春希くんとは、3、4年生が同じクラスで、でもその時はなんとも思っていなかった。
5年生になって、今度は春希くんの隣の家に住む瞳と仲良くなって、瞳の家に遊びに行くようになった。
その最初の時、瞳の家が見つからなくて迷ってしまった私に、春希くんが声をかけてくれてのだ。
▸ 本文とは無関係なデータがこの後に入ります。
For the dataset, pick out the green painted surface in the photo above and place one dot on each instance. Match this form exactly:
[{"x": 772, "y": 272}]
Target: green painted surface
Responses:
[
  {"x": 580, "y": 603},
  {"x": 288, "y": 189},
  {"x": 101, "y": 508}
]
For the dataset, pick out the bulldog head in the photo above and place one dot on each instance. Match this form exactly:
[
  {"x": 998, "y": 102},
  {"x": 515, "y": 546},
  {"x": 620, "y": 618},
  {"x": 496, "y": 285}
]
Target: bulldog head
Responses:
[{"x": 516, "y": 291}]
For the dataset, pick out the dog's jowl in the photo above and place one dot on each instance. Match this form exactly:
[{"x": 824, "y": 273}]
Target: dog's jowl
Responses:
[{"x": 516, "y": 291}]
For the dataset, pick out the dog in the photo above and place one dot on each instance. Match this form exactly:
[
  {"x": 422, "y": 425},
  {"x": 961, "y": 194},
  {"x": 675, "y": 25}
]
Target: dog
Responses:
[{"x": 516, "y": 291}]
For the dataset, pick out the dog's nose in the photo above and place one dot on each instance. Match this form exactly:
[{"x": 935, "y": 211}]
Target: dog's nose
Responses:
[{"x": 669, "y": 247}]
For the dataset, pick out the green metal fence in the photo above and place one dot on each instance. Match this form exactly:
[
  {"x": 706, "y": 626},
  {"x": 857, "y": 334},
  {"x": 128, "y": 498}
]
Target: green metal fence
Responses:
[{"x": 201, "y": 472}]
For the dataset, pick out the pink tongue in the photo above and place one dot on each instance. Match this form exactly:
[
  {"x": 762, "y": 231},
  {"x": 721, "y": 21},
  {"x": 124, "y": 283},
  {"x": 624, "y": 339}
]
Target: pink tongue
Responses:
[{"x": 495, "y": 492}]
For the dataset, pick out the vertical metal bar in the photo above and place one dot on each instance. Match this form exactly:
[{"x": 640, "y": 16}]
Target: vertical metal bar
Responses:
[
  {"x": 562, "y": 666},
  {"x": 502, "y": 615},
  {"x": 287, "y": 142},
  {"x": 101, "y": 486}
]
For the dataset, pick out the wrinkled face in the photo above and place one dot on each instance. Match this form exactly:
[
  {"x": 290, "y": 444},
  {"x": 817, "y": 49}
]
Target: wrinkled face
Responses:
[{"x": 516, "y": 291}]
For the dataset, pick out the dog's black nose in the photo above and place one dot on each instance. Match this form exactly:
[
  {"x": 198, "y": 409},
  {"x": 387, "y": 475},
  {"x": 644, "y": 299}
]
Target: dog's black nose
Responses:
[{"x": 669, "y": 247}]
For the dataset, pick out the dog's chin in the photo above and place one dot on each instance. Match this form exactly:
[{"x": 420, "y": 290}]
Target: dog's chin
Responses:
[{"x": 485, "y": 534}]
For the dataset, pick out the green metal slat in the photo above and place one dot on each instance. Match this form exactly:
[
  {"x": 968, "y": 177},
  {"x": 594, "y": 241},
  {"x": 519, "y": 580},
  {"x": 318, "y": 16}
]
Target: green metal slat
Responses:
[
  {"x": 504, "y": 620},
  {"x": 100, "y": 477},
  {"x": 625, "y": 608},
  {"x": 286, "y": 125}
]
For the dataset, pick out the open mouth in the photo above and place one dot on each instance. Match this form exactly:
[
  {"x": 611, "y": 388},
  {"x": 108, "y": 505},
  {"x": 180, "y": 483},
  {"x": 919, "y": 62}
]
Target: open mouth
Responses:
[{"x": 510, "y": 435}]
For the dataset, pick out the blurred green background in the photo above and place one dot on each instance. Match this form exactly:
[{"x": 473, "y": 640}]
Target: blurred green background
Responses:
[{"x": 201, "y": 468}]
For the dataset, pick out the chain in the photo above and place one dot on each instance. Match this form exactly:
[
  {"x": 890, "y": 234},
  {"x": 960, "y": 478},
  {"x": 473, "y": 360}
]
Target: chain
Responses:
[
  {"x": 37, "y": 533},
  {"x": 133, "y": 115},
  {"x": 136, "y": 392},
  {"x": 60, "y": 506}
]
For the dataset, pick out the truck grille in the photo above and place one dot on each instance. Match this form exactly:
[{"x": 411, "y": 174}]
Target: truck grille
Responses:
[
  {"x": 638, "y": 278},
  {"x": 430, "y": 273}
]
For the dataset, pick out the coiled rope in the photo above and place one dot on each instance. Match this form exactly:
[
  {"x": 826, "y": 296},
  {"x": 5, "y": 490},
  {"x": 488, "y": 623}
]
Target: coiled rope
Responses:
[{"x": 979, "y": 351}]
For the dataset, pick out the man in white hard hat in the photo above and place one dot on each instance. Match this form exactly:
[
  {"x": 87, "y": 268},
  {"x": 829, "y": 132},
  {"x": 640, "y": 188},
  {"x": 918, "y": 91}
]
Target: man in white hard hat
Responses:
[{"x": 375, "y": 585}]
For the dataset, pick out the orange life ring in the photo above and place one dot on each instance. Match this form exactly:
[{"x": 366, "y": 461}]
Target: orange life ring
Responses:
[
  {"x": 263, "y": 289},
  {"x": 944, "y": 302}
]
「小野、だよな?どうしたんだ、そんなにキョロキョロして」
「あ、南野くん。あのね、私、沢村瞳ちゃんち探してるんだけど・・・」
もう少しで泣きそうだった私は、見知った顔にすごく安心できたのを覚えている。
「瞳?ならこっちだ。ついてこいよ」
言うのが早いか、春希くんはどんどん歩き始めた。
「ま、待って!」
女子としても足の遅い方だった私は、春希くんを見失わないように必死に後を追った・・・
私を送り届けてくれた春希くんは「じゃあな」と手をあげるとすぐに走って行ってしまった。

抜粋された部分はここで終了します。